Scotland's army of unpaid carers are putting their own health at risk while they look after someone.
A new report has found two in five carers delay their own medical treatment as a result of their caring responsibilities.
Many have delayed cancer screenings or hernia operations, according to the study.
The survey, released at the start of Carers Week, found that caring had a negative impact on the health of almost nine in 10 carers (87%) in Scotland.
Sandy Wilson, 49, from Glenrothes, Fife, has put off an endoscopy appointment to establish whether she has an ulcer.
She cares full time for son Alastair, 29, who has learning difficulties and was born with a bowel problem, which has resulted in frequent hospitalisation all of his life.

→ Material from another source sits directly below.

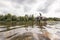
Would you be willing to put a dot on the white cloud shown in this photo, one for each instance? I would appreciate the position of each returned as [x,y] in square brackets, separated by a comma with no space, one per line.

"At one point, my doctor gave me antidepressants, but I stopped taking the medication because I didn't have the energy to look after Alastair," she said.
"I was also supposed to go for an appointment for an endoscopy to check out if I've got an ulcer, but I put it off because I didn't know what would happen to Alastair if I was in hospital.
"When you're on your own, you just have to get on with it. But sometimes you just don't want to get up in the mornings. I just feel like giving up sometimes."
The survey questioned 322 unpaid carers in Scotland and found that nearly two thirds - 62% - blamed their poor health on a lack of practical support and 51% on not having enough financial support.
Florence Burke, director for Scotland for The Princess Royal Trust for Carers in Scotland, one of the Carers Week charity partners, said: "Carers and young carers in Scotland are vital in sustaining the health and wellbeing of others; yet too often sacrifice their own health.
"We'll continue to work to make sure that statutory providers take account of carers and their needs and that the specialist services provided by local carers' centres receive continued funding for the essential role they play in easing the caring journey."